3. Transportation Support: To address transportation barriers, providing transportation support to pregnant women in rural areas can be beneficial. This can include subsidizing transportation costs or establishing transportation networks specifically for maternal health purposes. By reducing the financial burden and logistical challenges of transportation, more women can access maternal health services.

4. Community Engagement and Education: Community engagement and education programs can be implemented to raise awareness about the importance of maternal health and the available services. This can involve community meetings, health campaigns, and the use of local influencers to disseminate information. By increasing knowledge and understanding, more women may be encouraged to seek maternal health services.

To simulate the impact of these recommendations on improving access to maternal health, a methodology could include the following steps:

1. Data Collection: Collect data on the current state of maternal health access in the target area, including information on the number of healthcare facilities, distance to the nearest facility, transportation options, and utilization rates of maternal health services.

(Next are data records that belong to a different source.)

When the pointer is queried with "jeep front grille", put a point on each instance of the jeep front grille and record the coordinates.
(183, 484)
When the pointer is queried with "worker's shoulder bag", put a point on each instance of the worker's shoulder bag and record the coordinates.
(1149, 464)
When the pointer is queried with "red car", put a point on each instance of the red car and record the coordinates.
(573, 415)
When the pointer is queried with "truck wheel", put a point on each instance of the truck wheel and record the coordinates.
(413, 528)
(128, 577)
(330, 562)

2. Baseline Analysis: Analyze the collected data to establish a baseline understanding of the current access to maternal health services. This can include calculating travel times, transportation costs, and identifying any existing barriers to access.

3. Intervention Design: Based on the recommendations mentioned above, design the interventions to be implemented. Determine the number and locations of mobile maternal health clinics, develop training programs, and plan transportation support initiatives.

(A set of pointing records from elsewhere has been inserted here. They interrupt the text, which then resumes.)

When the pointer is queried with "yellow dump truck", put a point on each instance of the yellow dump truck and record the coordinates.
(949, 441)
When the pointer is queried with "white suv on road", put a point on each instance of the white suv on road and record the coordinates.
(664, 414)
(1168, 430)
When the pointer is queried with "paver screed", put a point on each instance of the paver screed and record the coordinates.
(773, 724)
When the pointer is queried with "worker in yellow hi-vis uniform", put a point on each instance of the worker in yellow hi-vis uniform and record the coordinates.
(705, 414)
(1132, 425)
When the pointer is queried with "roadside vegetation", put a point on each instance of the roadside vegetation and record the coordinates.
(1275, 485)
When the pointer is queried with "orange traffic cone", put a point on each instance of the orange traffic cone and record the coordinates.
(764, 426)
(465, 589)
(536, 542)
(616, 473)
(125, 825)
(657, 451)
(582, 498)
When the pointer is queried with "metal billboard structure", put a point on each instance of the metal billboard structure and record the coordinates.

4. Simulation Modeling: Use simulation modeling techniques to estimate the potential impact of the interventions on improving access to maternal health services. This can involve creating a mathematical model that takes into account factors such as population distribution, travel distances, transportation options, and utilization rates. The model can simulate different scenarios, comparing the baseline situation with the proposed interventions.

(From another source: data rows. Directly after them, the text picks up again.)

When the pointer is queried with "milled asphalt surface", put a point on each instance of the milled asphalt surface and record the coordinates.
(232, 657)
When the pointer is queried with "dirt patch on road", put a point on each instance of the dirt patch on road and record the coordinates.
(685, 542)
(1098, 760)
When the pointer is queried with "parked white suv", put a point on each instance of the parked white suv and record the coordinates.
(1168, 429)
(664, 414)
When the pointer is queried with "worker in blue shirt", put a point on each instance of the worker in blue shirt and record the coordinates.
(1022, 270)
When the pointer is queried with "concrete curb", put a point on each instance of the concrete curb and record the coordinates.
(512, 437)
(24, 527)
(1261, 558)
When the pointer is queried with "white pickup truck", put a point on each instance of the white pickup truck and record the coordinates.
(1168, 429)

5. Impact Assessment: Analyze the results of the simulation model to assess the potential impact of the interventions. This can include measuring changes in travel times, transportation costs, utilization rates, and overall access to maternal health services. The impact assessment can help identify the most effective interventions and inform decision-making for implementation.

6. Monitoring and Evaluation: Once the interventions are implemented, establish a monitoring and evaluation framework to track the actual impact on access to maternal health services. This can involve collecting data on utilization rates, satisfaction levels, and health outcomes. Regular monitoring and evaluation can help identify any challenges or areas for improvement and inform future interventions.

By following these steps, a methodology can be developed to simulate the impact of recommendations on improving access to maternal health services. This can provide valuable insights for policymakers and stakeholders in designing and implementing effective interventions.